Case study: Klipfolio dashboard uses radial gauges to display measurement values within a specific range. Graph ring visualization is a typical example of large space conveying less information (in the previously mentioned article, it is also the kind of poor preprocessing effect), and the angle has become the main means of conveying key data. Below, the same dashboard uses a significantly better linear bullet chart to convey similar information.
3D chart
Using a 3D chart to represent the two variables in a plane is usually for better presentation, but it will make the conveyed information difficult to obtain quickly and accurately, because it breaks the visual shape and alignment of the conventional display data and is easily affected. Compared with the 2D chart, the distortion effect of 3D visualization is more difficult to interpret correctly in 3D, and it is harder for users to see which scale is aligned with the top of the bar chart? What is the corresponding value?
Case study: Because the 3D chart breaks the conventional shape presentation, it brings a certain degree of difficulty to reading the value. It is more difficult to distinguish which column is shorter in a 3D histogram than before, but in fact, in a 2D chart, the resolution of length is the most efficient. For example, determining the specific relationship between the third and fourth quarters in the above 3D chart is more difficult than the 2D version of the same data.
Case study: In a 3D pie chart, the area is relatively perspective. The perspective view is presented on a flat surface, usually near the big and small, so the bottom tilted closer to the observer looks larger than the far part.

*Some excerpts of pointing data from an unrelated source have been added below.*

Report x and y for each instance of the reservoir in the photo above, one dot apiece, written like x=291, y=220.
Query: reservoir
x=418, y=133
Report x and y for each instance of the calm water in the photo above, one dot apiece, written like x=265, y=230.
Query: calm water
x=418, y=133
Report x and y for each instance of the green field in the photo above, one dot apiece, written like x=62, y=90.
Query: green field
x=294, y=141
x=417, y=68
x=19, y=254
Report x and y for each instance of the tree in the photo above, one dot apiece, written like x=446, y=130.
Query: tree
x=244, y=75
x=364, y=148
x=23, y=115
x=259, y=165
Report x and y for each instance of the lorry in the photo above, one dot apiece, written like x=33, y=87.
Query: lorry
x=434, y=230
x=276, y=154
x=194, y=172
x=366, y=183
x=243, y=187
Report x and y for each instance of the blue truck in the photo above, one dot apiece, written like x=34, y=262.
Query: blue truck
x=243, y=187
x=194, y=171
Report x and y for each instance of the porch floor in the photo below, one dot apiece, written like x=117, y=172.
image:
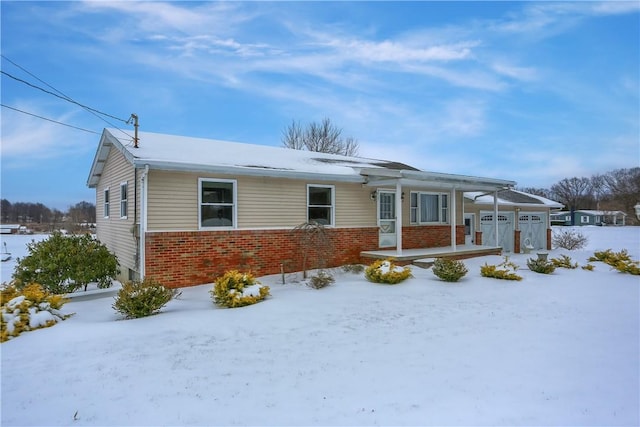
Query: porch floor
x=425, y=256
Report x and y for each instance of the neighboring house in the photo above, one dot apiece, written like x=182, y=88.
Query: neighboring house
x=9, y=228
x=185, y=210
x=561, y=218
x=523, y=219
x=589, y=217
x=598, y=217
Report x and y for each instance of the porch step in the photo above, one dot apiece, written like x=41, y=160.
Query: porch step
x=408, y=256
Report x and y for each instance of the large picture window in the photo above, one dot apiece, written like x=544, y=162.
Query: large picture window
x=217, y=203
x=320, y=201
x=124, y=199
x=429, y=208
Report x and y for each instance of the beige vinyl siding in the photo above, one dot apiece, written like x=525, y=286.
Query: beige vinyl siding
x=115, y=232
x=262, y=203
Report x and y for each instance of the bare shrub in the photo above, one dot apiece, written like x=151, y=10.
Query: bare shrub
x=569, y=239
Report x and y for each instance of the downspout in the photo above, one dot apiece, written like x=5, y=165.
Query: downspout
x=398, y=218
x=143, y=219
x=453, y=219
x=495, y=216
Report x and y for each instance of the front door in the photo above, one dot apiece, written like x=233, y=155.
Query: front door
x=469, y=229
x=386, y=219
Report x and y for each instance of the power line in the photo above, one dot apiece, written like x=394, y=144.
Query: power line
x=65, y=97
x=49, y=120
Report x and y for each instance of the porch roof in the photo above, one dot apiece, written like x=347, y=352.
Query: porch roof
x=425, y=179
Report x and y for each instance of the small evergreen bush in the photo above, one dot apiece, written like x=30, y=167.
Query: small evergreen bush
x=506, y=270
x=541, y=265
x=385, y=271
x=569, y=239
x=236, y=289
x=142, y=298
x=62, y=264
x=564, y=262
x=321, y=280
x=29, y=308
x=449, y=270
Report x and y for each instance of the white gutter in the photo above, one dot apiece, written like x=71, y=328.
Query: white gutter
x=247, y=171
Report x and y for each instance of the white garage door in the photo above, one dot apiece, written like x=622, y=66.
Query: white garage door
x=505, y=230
x=533, y=226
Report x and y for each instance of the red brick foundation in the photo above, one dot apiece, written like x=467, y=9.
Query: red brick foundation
x=178, y=259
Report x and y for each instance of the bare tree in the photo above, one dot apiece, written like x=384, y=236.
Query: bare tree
x=573, y=192
x=624, y=187
x=323, y=137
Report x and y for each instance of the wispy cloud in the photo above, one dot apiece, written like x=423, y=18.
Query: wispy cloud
x=26, y=138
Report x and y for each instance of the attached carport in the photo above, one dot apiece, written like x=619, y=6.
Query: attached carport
x=451, y=183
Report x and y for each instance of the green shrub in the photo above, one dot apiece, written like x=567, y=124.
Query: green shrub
x=541, y=265
x=564, y=262
x=505, y=270
x=142, y=298
x=29, y=308
x=621, y=261
x=321, y=280
x=449, y=270
x=62, y=264
x=236, y=289
x=385, y=271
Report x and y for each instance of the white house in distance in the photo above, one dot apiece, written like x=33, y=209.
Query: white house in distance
x=184, y=210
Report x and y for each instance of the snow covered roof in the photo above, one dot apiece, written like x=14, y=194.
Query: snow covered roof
x=512, y=197
x=601, y=213
x=171, y=152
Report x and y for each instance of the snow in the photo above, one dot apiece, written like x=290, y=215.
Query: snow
x=558, y=349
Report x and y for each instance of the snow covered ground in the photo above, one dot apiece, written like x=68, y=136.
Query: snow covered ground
x=560, y=349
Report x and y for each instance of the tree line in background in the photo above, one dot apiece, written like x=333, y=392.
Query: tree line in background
x=618, y=189
x=38, y=216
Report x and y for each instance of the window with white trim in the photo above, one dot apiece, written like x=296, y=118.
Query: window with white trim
x=106, y=202
x=320, y=204
x=217, y=200
x=429, y=208
x=124, y=199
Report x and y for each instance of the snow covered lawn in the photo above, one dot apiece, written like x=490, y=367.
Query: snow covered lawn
x=560, y=349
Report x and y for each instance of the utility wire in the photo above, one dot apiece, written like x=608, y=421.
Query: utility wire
x=49, y=120
x=66, y=98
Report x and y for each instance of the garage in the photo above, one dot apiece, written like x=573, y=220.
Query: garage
x=533, y=229
x=505, y=230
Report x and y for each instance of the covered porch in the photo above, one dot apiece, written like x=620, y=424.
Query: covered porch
x=392, y=182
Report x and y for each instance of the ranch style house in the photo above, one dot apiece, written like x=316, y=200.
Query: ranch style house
x=184, y=210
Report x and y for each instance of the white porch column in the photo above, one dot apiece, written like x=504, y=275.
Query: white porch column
x=398, y=218
x=495, y=215
x=452, y=218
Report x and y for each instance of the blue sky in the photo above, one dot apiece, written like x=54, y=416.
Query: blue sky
x=532, y=92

Such visualization can mislead the analysis of the data, and it is difficult for viewers to distinguish the proportion by the size of the area or volume.
Use colors, shapes, and grouping to display categories
Although colors and shapes are not good at showing quantitative relationships, they can be used to indicate classification. According to the Gestalt psychology-similarity principle, items with similar shapes or colors are usually considered to be related. In addition, the proximity of space can also indicate grouping. Due to the large number of patients with color vision disorders, general color attributes such as hue or saturation are used as secondary grouping prompts, rather than as the main way to display groups or categories. Choosing a shape or clear visual grouping is a more reliable signal for correlation, and the use of color attributes helps strengthen these relationships. Color can increase the visual weight of a relationship, but in most cases, it can only be used to enhance information that has been conveyed in a different way (for example, using close or similar shapes). The combination of color and shape can form a more obvious signal.
Case study: Dundas call center dashboard uses shapes and borders to indicate different categories of data. The shape distinguishes the calls from the web chat, and the boundary distinguishes the different customer services. The strength of the color is used to show the overlapping events in the work. This attribute once again emphasizes the importance of this information.
In conclusion
Data dashboards are designed to quickly convey important information without requiring a lot of time or cognitive resources to explain. Therefore, our goal is to integrate key information into the chart, and then let users know the key information in the data at first glance, without perceptual visualization.